Of course, by searching EEBO-TCP too we have included non-dramatic works that Vickers did not claim to check. But Vickers should have looked beyond the drama since if a phrase is simply the common currency in the period then finding it in the Additions to The Spanish Tragedy and Shakespeare's works has no significance for authorship attribution. This is what Muriel St Clare Byrne meant by the necessity to perform a "negative check" to see who else is using a phrase, which advice Vickers has approvingly cited but does not follow (Vickers 2012, 18).
It so happens that Shakespeare probably did write at least some of the passages added in the 1602 edition of Kyd's The Spanish Tragedy, but no-one should believe that on the basis of Vickers's work.
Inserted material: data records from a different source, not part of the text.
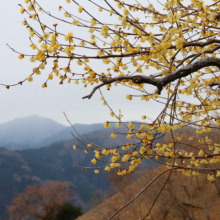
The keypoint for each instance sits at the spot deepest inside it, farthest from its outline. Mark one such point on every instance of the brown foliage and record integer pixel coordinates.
(40, 201)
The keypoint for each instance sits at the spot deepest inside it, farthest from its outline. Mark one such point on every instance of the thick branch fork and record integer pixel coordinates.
(162, 82)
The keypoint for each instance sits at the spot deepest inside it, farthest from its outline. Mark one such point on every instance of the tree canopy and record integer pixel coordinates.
(166, 52)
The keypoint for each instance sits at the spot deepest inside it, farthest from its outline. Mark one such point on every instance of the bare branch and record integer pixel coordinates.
(161, 83)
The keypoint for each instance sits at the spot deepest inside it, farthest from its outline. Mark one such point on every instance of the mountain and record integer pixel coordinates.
(28, 131)
(36, 131)
(66, 133)
(55, 162)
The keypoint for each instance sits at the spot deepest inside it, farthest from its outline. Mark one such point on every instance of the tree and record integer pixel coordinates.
(165, 53)
(46, 201)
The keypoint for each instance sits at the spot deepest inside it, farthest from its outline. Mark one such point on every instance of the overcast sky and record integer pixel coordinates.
(31, 99)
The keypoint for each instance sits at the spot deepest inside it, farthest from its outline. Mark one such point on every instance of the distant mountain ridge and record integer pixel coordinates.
(28, 131)
(35, 131)
(65, 134)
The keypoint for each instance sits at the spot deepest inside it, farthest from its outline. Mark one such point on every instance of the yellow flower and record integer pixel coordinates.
(96, 171)
(80, 9)
(22, 10)
(30, 79)
(21, 56)
(113, 135)
(75, 22)
(50, 77)
(131, 125)
(107, 168)
(118, 125)
(93, 161)
(106, 125)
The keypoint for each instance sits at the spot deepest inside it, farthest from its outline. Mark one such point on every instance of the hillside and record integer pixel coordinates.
(183, 198)
(26, 167)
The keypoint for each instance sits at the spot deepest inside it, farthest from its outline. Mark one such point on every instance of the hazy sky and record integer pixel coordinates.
(31, 99)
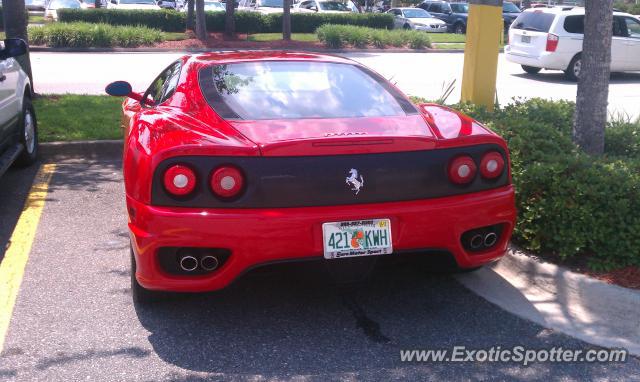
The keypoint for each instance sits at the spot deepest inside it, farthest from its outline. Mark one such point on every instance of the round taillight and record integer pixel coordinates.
(227, 181)
(179, 180)
(462, 170)
(491, 165)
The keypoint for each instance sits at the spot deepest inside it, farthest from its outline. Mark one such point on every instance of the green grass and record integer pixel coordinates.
(266, 37)
(175, 36)
(36, 19)
(449, 46)
(446, 37)
(78, 117)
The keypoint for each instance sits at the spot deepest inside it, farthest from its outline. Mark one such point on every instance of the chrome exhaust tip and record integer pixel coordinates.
(490, 239)
(209, 263)
(476, 241)
(188, 263)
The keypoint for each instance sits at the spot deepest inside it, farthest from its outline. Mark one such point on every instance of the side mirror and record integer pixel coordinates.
(13, 47)
(122, 89)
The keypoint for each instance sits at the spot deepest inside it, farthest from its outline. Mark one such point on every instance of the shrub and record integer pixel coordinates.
(82, 35)
(165, 20)
(252, 22)
(337, 36)
(570, 204)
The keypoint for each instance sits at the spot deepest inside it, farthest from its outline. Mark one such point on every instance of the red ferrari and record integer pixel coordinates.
(235, 160)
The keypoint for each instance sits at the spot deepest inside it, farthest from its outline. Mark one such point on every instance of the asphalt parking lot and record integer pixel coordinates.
(74, 318)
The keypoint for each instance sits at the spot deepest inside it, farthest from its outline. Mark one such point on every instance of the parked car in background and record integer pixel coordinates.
(509, 13)
(322, 6)
(418, 19)
(35, 5)
(87, 4)
(213, 6)
(261, 6)
(456, 21)
(133, 4)
(551, 38)
(18, 127)
(51, 12)
(308, 157)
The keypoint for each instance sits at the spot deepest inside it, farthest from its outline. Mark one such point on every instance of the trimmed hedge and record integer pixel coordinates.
(81, 35)
(165, 20)
(570, 204)
(338, 36)
(252, 22)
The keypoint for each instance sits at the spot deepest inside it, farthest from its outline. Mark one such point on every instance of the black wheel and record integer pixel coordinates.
(459, 28)
(531, 69)
(574, 68)
(139, 293)
(28, 134)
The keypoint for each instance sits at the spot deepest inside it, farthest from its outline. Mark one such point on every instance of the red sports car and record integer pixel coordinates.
(233, 160)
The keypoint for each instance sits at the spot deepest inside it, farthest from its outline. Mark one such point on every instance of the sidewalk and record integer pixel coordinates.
(554, 297)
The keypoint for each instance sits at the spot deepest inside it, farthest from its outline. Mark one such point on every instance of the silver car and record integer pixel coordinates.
(418, 19)
(18, 133)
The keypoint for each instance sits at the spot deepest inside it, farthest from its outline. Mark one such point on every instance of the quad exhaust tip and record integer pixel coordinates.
(476, 241)
(490, 239)
(188, 263)
(209, 263)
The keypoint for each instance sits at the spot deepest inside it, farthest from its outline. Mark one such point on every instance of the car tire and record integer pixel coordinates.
(140, 294)
(531, 69)
(573, 70)
(28, 134)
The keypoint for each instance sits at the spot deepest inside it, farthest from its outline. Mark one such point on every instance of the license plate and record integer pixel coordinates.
(357, 238)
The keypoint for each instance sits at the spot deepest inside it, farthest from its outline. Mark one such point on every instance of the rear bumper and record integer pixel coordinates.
(545, 60)
(259, 236)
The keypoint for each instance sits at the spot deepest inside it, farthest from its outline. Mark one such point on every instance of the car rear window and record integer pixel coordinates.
(534, 21)
(574, 24)
(299, 89)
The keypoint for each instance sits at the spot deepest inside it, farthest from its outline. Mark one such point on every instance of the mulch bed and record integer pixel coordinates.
(628, 277)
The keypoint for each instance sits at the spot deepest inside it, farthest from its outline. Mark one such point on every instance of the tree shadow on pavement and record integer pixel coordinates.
(288, 320)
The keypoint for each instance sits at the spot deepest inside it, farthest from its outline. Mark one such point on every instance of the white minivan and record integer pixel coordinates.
(551, 38)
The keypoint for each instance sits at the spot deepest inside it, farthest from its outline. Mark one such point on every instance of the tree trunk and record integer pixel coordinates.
(190, 21)
(590, 116)
(229, 21)
(286, 20)
(15, 26)
(201, 25)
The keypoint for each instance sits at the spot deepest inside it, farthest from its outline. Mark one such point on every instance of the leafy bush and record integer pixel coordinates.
(570, 204)
(165, 20)
(252, 22)
(81, 35)
(338, 36)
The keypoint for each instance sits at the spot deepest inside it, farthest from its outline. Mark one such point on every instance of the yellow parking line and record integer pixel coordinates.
(15, 258)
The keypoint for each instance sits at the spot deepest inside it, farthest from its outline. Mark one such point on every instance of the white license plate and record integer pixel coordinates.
(357, 238)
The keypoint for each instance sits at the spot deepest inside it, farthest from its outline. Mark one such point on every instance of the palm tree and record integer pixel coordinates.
(201, 21)
(590, 116)
(229, 21)
(286, 20)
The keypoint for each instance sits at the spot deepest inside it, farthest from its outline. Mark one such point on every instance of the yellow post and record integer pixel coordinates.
(484, 33)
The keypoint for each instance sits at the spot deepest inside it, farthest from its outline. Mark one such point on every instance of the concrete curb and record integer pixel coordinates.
(81, 150)
(552, 296)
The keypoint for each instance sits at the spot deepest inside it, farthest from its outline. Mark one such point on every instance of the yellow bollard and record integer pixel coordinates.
(484, 33)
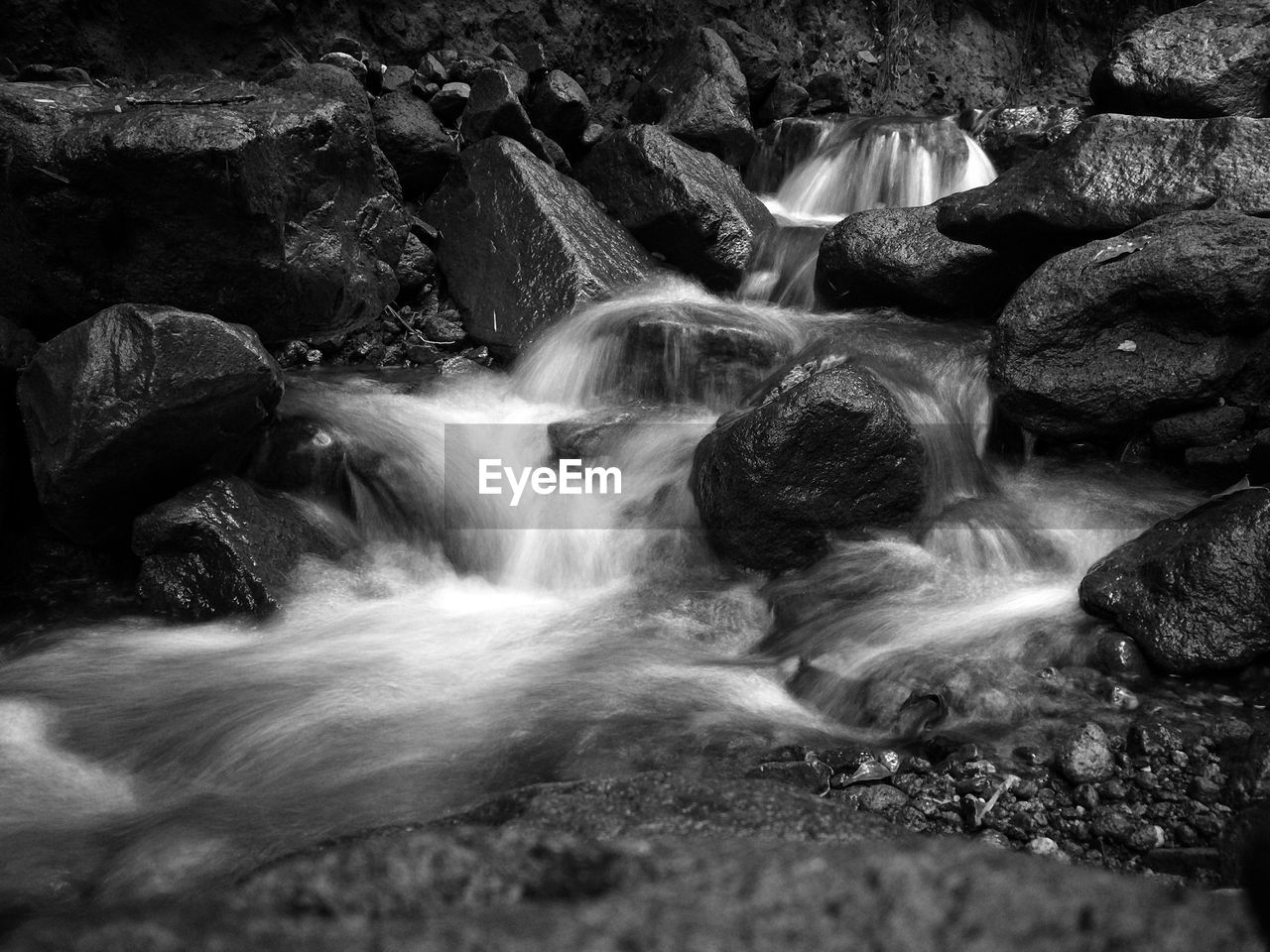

Other scholars such as Hugh Craig, John Burrows, Arthur F. Kinney, and MacDonald P. Jackson--of whom is Vickers is scathingly critical (Vickers 2011)--have demonstrated this by muliple independent studies using different means. The underlying flaw in Vickers's approach, in the cases examined here, and others, is that he bases his claims on a private database of electronic texts to which no one else has access. There are no good reasons to do this since LION contains virtually all literary texts of the period and EEBO-TCP virtually all published texts of the period. Scholars should not take seriously any claims made by such methods, or by Vickers in particular on the basis of such techniques. Scholarly publishers and journals should in future not publish claims based on methods, like this, which have been repeatedly shown to be unreliable.
Works Cited
Middleton, Thomas. 2007. The Collected Works. Ed. Gary Taylor and John Lavagnino. Oxford. Clarendon Press.
Taylor, Gary and John Lavagnino, eds. 2007. Thomas Middleton and Early Modern Textual Culture: A Companion to the Collected Works. Oxford. Clarendon Press.
Vickers, Brian. 2010. "Disintegrated: Did Thomas Middleton Really Adapt Macbeth?" Times Literary Supplement Number 5591 (28 May). 14-15.
Vickers, Brian. 2011. "Shakespeare and Authorship Studies in the Twenty-first Century." Shakespeare Quarterly 62. 106-42.
Vickers, Brian. 2012. "Identifying Shakespeare's Additions to The Spanish Tragedy (1602): A Newer)( Approach." Shakespeare 8. 13-43.